Mittwoch, den 30. April 2008

Die Pflegereform hat die letzte Hürde genommen und den Bundesrat passiert. Somit kann die beschlossene Reform zum 1. Juli in Kraft treten. Sie verbessert die Leistungen und schafft neue Betreuungs- und Beratungsstrukturen.

Bundesgesundheitsministerin Ulla Schmidt sagte: “Diese Reform ist gut gelungen”. Sie bringt merkliche und konkrete Erleichterungen für die Menschen. Speziell altersverwirrte, psychisch kranke und geistig behinderte Menschen profitieren von höheren Leistungen und neuen Betreuungsmöglichkeiten. Außerdem gibt es künftig mehr Beratung und Service für Bürgerinnen und Bürger.

Bei der Versorgung pflegebedürftiger Angehöriger erhalten Familien mehr Unterstützung im Alltag. Auf diese Weise können Menschen so lange wie möglich in ihrer gewohnten Umgebung bleiben.
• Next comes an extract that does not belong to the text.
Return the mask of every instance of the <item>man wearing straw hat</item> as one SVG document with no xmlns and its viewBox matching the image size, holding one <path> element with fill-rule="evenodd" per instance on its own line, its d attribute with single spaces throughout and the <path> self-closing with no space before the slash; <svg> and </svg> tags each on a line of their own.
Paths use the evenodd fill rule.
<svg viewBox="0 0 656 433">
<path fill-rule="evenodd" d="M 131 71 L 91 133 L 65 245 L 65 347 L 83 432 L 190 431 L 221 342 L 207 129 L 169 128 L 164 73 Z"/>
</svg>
Um die verbesserten Leistungen finanzieren zu können, steigt der Pflegebeitragssatz ab dem 1. Juli 2008 um 0,25 Prozent auf 1,95 Prozent. Kinderlose zahlen künftig 2,2 Prozent. Aus heutiger Sicht reicht dieser neue Satz aus, um die Leistungen der Pflegeversicherung bis etwas 2014/2015 zu finanzieren.

Kernpunkte der Pflegereform:

• Die ambulante Versorgung wird gestärkt. Die Angebote für Pflegebedürftige sind künftig wohnortnah besser aufeinander abgestimmt und vernetzt. In den Stadtvierteln können die Länder hierfür Pflegestützpunkte einrichten. Sie erhalten eine Anschubfinanzierung. Ab dem 1. Januar 2009 hat jede Bürgerin und jeder Bürger einen Rechtsanspruch auf umfassende Pflegeberatung und Hilfe durch seine Pflegekasse. So genannte Fallmanager kümmern sich gezielt um die Unterstützung des Einzelnen und seiner Angehörigen.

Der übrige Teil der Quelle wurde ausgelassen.